The Christchurch temblor makes the world feel very small for former US Congressman Jim Kolbe.

Christchurch earthquake buckled roadEnlarge
Cyclists leap over a damaged section of path on Feb. 24, 2011 after a 6.3 earthquake devastated the city of Christchurch, New Zealand on Feb. 22. (Torsten Blackwood/AFP/Getty Images)

MOTUEKA, New Zealand ― As I write this, I am sipping an iced tea and overlooking a beautiful river valley, writing with a borrowed laptop. Just a few days ago, this bliss seemed very far away.

I was in Christchurch for the fourth meeting of the U.S.-New Zealand Partnership, a group that looks at different aspects of the bilateral relationship. The conference attendees had been scattered across the city in 20 different group lunches, and eight of us had just sat down in the faculty club dining room at Canterbury University. I had taken one bite of salmon when suddenly I was rocked out of my chair, all the tableware crashed to the floor, paintings fell, and a six-inch crack opened in the wall.

"Under the table!" one of the Kiwis yelled and we scrambled before the shaking stopped a few seconds later. We crawled out and immediately went outside to the lawn ― but not before I grabbed my plate of salmon and glass of good New Zealand sauvignon blanc. "Take it. It may be a long time before you eat again," the waitress said. Smart lady. We ate al fresco on the lawn, endured the first of many aftershocks, almost more terrifying because you know they are coming and with everything weakened, even more walls can come tumbling down.

Power was down, water lines were spewing water in the streets, which had buckled in many spots. But still, since the news was reporting the Richter scale of this quake to be 6.3, we figured it would be much less damage than a September quake, which was 7.1. How wrong we were! Earthquake lesson: It is not just the score on the Richter scale that determines the severity of quake damage but its "acceleration" rate ― how close to the surface is it. This was very close and very damaging.

It was apparent that we were not going to be picked up and returned to our conference. So we decided to walk back into town, a journey ― in suit and uncomfortable shoes ― of about four miles. (I realize now that I have little to complain about considering the death and destruction wrought by this quake — at press time, the death toll had risen to 144.)

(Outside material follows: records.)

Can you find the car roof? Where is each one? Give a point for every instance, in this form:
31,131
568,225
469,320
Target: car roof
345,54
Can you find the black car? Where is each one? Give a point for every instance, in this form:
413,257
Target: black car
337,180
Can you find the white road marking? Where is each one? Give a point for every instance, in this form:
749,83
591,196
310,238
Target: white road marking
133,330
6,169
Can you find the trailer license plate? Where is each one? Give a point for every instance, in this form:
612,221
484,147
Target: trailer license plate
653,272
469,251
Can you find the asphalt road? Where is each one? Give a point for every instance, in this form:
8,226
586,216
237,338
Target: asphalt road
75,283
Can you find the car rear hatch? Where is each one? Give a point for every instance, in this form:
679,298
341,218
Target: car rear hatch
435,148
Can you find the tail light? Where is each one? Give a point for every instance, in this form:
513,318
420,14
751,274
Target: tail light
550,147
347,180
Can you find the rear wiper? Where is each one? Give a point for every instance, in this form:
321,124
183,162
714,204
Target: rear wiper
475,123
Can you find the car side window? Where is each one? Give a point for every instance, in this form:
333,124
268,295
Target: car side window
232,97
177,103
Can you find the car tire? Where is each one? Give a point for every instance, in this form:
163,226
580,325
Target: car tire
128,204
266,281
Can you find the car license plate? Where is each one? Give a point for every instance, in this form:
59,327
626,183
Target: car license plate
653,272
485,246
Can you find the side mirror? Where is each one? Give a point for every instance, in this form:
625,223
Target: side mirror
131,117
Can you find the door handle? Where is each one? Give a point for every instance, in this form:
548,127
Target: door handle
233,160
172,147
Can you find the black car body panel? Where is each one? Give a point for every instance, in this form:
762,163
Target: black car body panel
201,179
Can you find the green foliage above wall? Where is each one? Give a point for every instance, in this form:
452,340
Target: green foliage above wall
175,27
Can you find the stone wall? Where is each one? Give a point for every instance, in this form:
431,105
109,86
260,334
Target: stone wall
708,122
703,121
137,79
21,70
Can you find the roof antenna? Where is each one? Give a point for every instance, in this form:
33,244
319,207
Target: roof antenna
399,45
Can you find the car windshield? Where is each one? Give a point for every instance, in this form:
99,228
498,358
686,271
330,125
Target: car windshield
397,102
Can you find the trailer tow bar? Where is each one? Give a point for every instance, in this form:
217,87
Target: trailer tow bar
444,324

One of our group was former New Zealand Prime Minister James Bolger, who was recognized all along the road. Another in our group was just-retired U.S. Senator Evan Bayh. He knew his wife had been on the 13th floor of our hotel and was worried about her. As it turned out, she was able to get out of the building, but had walked only a short distance when a wall fell on a woman only a few feet in front of her, crushing and killing her. Susan was saved in part by another tourist who pushed her out of the way.

When we reached downtown we found we were blocked from entering the city center where our hotel was located. So we walked half a block to the Christchurch Art Gallery where Civil Defense was already gathered and a command post had been set up. We could see down the streets into the city center, and it was obvious this was a truly horrific event. Buildings had collapsed, rubble completely filled the streets, fires were sprouting everywhere, people were walking around dazed, and more and more ambulances, fire trucks and other emergency vehicles kept racing past. The civil defense personnel confirmed to PM Bolger that this was a much, much more catastrophic event than the last quake.

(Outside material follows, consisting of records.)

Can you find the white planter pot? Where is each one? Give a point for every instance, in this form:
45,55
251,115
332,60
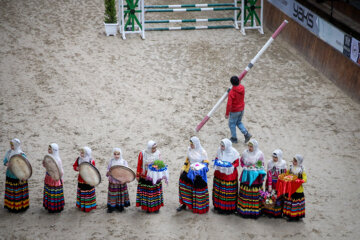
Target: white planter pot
111,28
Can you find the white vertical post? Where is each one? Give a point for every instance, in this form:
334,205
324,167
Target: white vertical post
142,18
122,20
235,15
242,17
261,30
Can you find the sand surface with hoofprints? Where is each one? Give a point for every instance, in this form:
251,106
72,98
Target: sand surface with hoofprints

Meanwhile, as we were standing around at the art gallery, who should walk by but Bolger's former trade minister, Philip Burdon, walking back from a dentist appointment. After a chat with Bolger, Burdon invited us all back to his flat until we could get this "all tidied up" ― which I discovered is a favorite Kiwi understatement.

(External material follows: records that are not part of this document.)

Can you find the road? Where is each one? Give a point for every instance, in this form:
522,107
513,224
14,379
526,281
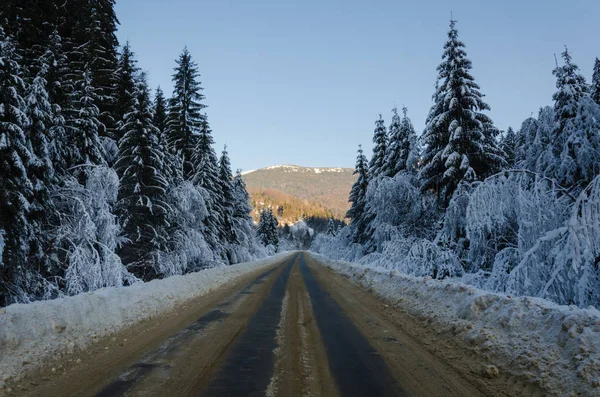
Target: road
295,329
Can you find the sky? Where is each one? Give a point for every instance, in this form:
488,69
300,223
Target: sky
302,82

As we were walking back, Burdon asked what I was going to do and added that he was going to head for his “country bungalow” in South Canterbury. I mentioned that I was supposed to have dinner in Christchurch that evening with John and Ro Acland, two old friends of mine. "John and Ro?" he said with familiarity. "Well, you will just have to drive down with me to Geraldine and we will all have dinner together tonight down there since they can't get to Christchurch."